No, it’s certainly not Dr Death, but the SMH splashes very large this morning with another Indian-trained doctor who seems to have trouble meeting Australian standards. More worryingly, “Revealed: The dark past of a guilty abortion doctor” itself only skims the surface of the ongoing national scandal.
Crikey’s angst about the occasional free lunch and desk set drug companies provide for GPs is like arguing with the neighbour about the smoke from burning a bit of rubbish in the backyard while the house is going up in flames.
The SMH – carefully politically correct as ever – concentrates on Dr Suman Sood’s documented shortcomings while only mentioning the source of her training in passing. It goes without saying that there are many good and successful doctors who have trained in India, but the rush to plug the government-induced shortage of Australian doctors has lowered standards here and killed people.
Despite Queensland’s Dr Patel scandal, failings by foreign doctors continue to be tolerated. In the past couple of weeks I’ve had conversations with a specialist, who tried and failed to get a foreign surgeon sacked, and a seriously ill friend with a series of stories ranging from medicos needing an interpreter to an foreign nurse who simply walked away from a half-completed procedure saying she couldn’t do it. I’ve also spoken to the chair of one of those Victorian regional health thingies who expressed deep dismay about the inability of foreign doctors to communicate with patients.
A doctor mate has reminded me that there’s nothing new about sub-standard care, especially in the bush. When he was a resident in the early 1980s in a hospital a couple of hours from Brisbane, he viewed his main duty of care to overnight accident victims was to stabilise them enough for transport to Brisbane before his boss turned up in the morning and wanted to operate.

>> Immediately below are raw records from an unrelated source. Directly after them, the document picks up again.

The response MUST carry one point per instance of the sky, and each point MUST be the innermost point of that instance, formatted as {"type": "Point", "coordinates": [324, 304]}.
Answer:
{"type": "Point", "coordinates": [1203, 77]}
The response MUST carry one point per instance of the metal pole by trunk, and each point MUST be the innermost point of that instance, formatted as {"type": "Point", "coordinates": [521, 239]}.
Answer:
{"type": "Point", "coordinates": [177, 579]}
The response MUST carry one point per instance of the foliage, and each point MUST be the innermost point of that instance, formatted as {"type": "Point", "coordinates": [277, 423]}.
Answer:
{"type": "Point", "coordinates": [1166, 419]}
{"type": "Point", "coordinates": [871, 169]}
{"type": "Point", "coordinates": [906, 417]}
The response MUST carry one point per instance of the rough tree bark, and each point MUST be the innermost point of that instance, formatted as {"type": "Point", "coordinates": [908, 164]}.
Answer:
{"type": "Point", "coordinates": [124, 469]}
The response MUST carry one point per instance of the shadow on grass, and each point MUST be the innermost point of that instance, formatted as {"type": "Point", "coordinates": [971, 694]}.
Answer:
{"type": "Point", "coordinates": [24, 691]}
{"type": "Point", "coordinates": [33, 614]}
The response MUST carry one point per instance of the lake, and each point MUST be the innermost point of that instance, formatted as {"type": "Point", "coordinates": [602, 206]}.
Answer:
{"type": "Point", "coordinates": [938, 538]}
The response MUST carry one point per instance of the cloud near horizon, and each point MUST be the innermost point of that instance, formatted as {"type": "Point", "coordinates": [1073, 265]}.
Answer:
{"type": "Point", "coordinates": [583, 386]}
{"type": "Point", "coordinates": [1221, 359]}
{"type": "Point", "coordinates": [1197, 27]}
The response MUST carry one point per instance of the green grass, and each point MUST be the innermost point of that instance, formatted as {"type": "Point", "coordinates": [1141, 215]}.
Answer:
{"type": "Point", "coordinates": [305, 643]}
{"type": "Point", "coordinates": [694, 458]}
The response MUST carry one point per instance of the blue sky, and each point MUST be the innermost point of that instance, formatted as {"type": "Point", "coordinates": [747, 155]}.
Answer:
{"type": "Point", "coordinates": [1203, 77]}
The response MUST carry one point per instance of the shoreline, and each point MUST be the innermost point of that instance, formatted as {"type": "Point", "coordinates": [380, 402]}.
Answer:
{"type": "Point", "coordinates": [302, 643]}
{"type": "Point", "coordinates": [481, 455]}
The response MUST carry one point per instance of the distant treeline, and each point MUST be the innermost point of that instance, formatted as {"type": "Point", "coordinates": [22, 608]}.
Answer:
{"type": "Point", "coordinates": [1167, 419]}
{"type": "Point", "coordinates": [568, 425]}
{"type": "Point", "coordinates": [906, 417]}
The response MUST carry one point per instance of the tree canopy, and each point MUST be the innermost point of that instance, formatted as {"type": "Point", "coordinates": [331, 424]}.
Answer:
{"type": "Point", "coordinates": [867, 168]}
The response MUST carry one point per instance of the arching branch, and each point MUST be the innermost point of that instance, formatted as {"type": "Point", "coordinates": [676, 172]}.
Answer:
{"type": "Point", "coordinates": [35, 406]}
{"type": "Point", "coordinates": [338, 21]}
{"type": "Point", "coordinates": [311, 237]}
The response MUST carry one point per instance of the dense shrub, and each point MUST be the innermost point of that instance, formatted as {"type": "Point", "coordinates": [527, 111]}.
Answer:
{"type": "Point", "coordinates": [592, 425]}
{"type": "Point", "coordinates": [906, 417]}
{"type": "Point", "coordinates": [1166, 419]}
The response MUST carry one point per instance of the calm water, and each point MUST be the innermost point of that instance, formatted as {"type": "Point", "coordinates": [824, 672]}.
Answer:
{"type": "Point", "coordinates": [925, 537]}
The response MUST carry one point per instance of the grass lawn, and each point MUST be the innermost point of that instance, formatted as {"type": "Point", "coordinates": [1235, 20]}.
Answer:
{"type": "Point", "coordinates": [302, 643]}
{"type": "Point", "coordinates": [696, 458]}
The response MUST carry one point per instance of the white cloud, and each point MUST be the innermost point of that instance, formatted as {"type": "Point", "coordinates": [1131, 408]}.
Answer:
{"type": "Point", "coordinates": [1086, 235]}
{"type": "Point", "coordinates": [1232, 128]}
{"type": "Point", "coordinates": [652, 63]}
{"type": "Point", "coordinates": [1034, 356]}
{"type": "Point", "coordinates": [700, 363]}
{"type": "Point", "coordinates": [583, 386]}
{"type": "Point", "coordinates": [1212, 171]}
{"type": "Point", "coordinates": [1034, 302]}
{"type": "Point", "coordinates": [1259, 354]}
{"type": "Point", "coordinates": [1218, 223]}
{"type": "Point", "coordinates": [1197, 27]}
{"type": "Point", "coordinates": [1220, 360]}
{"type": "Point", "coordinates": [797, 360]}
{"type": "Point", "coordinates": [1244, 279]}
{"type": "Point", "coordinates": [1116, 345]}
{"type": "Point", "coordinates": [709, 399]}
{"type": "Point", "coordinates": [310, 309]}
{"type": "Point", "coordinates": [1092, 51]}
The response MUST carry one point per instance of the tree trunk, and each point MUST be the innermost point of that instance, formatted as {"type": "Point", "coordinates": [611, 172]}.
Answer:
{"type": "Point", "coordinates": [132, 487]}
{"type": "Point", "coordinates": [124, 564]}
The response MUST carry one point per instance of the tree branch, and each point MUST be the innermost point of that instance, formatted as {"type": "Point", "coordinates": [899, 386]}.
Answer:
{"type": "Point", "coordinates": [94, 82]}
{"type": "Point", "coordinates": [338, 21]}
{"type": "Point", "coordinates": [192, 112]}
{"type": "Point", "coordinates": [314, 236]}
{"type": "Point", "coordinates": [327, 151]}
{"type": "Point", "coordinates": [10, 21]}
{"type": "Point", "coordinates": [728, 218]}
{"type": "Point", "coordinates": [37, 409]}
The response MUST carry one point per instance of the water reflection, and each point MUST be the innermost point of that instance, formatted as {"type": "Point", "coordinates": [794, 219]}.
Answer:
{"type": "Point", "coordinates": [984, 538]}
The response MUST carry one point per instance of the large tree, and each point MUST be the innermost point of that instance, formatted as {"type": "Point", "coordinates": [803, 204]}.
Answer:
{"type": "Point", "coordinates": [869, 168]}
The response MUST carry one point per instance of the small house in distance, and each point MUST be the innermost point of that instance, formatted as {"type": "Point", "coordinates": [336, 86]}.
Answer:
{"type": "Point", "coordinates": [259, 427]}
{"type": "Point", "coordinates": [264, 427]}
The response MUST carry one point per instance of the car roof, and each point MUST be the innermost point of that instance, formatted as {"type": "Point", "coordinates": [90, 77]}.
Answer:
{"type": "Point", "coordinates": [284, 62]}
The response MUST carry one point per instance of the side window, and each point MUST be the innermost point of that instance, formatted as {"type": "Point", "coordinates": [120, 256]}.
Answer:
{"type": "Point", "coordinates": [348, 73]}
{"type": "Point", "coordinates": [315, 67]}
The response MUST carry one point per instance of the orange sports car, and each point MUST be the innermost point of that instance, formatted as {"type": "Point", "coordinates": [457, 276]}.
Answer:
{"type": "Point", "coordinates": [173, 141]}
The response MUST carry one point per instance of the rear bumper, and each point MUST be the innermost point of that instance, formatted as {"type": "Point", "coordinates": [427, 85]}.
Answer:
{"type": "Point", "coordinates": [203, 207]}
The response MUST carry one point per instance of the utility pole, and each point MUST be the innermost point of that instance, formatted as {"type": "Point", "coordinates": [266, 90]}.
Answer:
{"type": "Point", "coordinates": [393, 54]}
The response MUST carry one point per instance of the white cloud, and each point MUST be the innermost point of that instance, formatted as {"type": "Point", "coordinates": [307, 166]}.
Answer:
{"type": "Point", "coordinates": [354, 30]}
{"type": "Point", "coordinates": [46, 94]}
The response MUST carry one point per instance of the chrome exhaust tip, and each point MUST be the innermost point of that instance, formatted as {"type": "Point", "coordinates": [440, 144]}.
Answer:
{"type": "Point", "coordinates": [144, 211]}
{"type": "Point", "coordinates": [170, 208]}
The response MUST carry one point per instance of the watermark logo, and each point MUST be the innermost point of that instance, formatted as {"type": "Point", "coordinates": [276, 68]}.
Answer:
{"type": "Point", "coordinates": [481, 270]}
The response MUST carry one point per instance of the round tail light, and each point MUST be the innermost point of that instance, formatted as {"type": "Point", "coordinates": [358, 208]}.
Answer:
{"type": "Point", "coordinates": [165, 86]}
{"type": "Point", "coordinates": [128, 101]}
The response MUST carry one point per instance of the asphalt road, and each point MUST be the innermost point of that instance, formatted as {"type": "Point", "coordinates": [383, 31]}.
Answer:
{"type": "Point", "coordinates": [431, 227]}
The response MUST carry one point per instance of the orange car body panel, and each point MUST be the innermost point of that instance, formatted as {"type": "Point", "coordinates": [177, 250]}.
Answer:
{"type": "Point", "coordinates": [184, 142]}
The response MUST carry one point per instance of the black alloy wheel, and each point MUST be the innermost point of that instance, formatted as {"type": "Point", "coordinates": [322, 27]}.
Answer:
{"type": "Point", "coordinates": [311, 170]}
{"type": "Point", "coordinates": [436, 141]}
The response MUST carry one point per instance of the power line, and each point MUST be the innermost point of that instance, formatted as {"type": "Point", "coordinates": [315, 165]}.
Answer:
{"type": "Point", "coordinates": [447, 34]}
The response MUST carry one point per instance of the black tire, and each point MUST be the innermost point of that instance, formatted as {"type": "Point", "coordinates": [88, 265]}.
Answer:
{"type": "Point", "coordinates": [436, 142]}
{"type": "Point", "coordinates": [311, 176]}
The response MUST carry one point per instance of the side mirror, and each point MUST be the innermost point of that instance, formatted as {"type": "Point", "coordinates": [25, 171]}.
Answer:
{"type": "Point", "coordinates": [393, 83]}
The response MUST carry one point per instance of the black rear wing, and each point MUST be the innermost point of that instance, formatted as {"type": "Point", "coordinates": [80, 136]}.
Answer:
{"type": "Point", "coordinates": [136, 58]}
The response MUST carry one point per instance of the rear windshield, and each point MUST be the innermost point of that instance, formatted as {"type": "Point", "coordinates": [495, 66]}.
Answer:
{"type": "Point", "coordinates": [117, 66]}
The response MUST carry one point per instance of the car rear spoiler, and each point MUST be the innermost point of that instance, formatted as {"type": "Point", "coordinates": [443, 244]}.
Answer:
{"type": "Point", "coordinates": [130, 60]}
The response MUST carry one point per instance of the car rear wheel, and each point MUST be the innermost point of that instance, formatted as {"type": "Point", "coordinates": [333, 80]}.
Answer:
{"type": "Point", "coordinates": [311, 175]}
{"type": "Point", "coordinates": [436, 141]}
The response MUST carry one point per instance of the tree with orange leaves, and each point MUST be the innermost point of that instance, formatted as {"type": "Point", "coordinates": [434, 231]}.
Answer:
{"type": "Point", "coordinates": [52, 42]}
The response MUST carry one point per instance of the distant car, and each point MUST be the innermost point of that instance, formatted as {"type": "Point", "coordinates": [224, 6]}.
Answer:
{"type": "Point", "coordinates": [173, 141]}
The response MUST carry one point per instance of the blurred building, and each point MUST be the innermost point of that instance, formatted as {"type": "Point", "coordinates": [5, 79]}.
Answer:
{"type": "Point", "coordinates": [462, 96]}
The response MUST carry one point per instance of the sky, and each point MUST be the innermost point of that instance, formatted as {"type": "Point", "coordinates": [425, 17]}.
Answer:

But he assures me it has all become worse, as standards have been lowered to just fill slots in Health Department charts. All the state departments have the same problem, varying only in degree.
Sadly, the medical emergency is only perhaps the most obvious result of decades of educational neglect in Australia – neglect that continues across the board. As AFR economics editor Alan Mitchell fulminated yesterday in a story about Australia’s sub-par eduction performance, even the OECD is pointing the finger at us:
Education levels in Australia are lower than those of the US, New Zealand and the average of the seven largest industrialised countries.
The OECD estimates that if Australia raised the level of its human capital to the level of the US, our GDP per capita would be between 4 and 7.5 per cent higher.
We fall well below the OECD average just on attaining the upper years of secondary school – let alone tertiary studies.
Decades of bipartisan federal policy to limit the number of doctors in fear of sparking over-servicing and consequent Medicare budget blowouts now results in hospital deaths. Bipartisan failure to grasp the overall education crisis will result in a dismal economic outlook once the present resources boom has run its course.
I don’t care if doctors get a free lunch occasionally, as long as they understand what the drugs that are being promoted are for.